There is also an interesting contradiction that female support of Lil Wayne sends to young men. On one hand, men hear that women expect men to be respectful. But then they notice that Lil Wayne makes songs about disrespecting women and dumping their dead bodies, only to find that it makes him that much more appealing. It’s difficult to demand respect from men and simultaneously recite lyrics to songs that reference women to be worthless, ignorant sex objects. The same way the young women at Spelman stood up against the rapper Nelly in 2004 (when he swiped a credit card through a woman’s backside, a light-weight move for Lil Wayne), black women across America hold the keys to Little Waynes acceptance into the psyches of the men with whom they interact. But if women are endorsing this form of music and talking about how sexy they consider Lil Wayne to be, then how can they become distraught when men emulate Wayne’s behavior?
Personally, I am now officially boycotting Lil Wayne.

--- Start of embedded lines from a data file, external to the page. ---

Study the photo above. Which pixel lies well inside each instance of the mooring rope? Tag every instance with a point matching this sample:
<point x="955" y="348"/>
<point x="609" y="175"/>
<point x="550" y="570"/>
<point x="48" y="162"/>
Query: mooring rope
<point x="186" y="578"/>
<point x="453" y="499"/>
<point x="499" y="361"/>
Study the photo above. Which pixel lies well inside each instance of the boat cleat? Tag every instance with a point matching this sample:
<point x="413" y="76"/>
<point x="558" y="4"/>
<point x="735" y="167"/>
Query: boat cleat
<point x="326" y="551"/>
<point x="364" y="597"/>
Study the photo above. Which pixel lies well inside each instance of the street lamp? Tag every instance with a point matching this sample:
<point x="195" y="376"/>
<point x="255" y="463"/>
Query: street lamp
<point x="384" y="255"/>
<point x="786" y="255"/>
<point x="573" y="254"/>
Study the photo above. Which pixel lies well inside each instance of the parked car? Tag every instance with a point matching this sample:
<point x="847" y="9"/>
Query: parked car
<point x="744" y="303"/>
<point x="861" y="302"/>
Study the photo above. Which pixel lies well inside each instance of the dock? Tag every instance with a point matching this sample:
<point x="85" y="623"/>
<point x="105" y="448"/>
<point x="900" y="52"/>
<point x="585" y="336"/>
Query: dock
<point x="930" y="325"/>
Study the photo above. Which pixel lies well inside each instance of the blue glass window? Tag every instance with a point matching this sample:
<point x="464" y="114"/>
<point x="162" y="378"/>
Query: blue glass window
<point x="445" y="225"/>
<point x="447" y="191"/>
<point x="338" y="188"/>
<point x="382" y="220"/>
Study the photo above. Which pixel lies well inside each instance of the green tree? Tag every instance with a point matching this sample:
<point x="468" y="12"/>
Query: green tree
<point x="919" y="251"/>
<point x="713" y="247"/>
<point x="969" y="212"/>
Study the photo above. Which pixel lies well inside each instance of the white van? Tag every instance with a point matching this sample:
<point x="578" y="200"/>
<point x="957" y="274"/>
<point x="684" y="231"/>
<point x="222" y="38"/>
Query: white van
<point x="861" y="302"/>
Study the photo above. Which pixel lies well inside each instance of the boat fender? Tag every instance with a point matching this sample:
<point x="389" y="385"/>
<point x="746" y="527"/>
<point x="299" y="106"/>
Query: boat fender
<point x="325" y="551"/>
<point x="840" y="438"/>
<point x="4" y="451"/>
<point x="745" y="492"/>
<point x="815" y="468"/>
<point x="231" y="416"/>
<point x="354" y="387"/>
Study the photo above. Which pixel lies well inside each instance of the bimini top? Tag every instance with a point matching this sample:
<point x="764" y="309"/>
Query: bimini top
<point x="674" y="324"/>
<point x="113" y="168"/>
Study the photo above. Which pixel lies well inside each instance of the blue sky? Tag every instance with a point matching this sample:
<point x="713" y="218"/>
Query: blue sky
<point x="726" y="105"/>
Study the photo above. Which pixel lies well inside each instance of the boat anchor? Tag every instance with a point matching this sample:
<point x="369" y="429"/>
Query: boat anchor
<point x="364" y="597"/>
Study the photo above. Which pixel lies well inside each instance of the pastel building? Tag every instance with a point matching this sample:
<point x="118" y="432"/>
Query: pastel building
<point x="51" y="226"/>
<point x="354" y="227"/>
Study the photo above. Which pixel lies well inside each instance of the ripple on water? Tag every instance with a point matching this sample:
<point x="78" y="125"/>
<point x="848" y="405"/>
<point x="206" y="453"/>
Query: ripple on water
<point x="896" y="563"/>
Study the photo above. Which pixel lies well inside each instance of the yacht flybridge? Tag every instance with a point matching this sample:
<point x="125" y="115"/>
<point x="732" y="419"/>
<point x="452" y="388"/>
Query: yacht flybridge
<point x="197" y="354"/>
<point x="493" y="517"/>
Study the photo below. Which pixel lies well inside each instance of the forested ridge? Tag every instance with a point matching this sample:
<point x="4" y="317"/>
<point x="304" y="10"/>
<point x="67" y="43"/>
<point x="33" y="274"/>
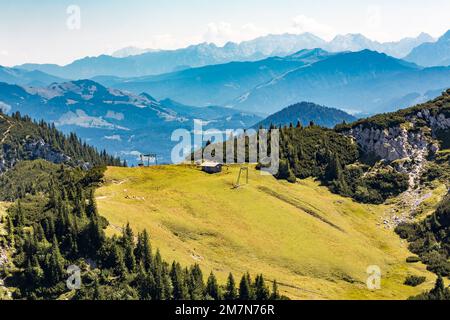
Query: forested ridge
<point x="54" y="223"/>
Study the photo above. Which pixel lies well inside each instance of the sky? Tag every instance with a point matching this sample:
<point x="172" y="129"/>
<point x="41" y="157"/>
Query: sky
<point x="61" y="31"/>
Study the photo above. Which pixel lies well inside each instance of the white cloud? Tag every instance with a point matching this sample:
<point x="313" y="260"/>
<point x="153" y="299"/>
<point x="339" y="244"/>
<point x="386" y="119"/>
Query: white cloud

It breaks my heart to do this, because the last thing I’d ever want to do is make an enemy out of my own brother. I also consider Lil Wayne to be one of the most talented commercialized hip-hop artists in America (I clearly admit to respecting his lyrical capabilities). But one thing I can’t support is this kind of irresponsible music without realizing the implications that it has on our young children, and how their lives are destroyed before they even have a chance to make decisions for themselves. The same way the Arabic community pushes children to memorize the Qur’an at an early age, African American children memorize the recipe for their own self-destruction on the radio every single morning.
From what I know about Lil Wayne (and friends I have who know him directly), he feeds on this kind of reaction to his music. He prides himself on being an animal or some kind of beast, and effectively avoids the assumption of any of the responsibility that comes with leadership. But perhaps Wayne will one day realize that he is no longer the young, powerless, poverty-stricken victim of urban violence that he was 20 years ago, and has now has the ability to shape the world in which his daughter is going to grow up. As a father of daughters myself, I hope that this helps to establish a common interest between myself and Wayne where I help this brother realize that there is no pride in a black man claiming himself to be subhuman. Our children need us to be better than that.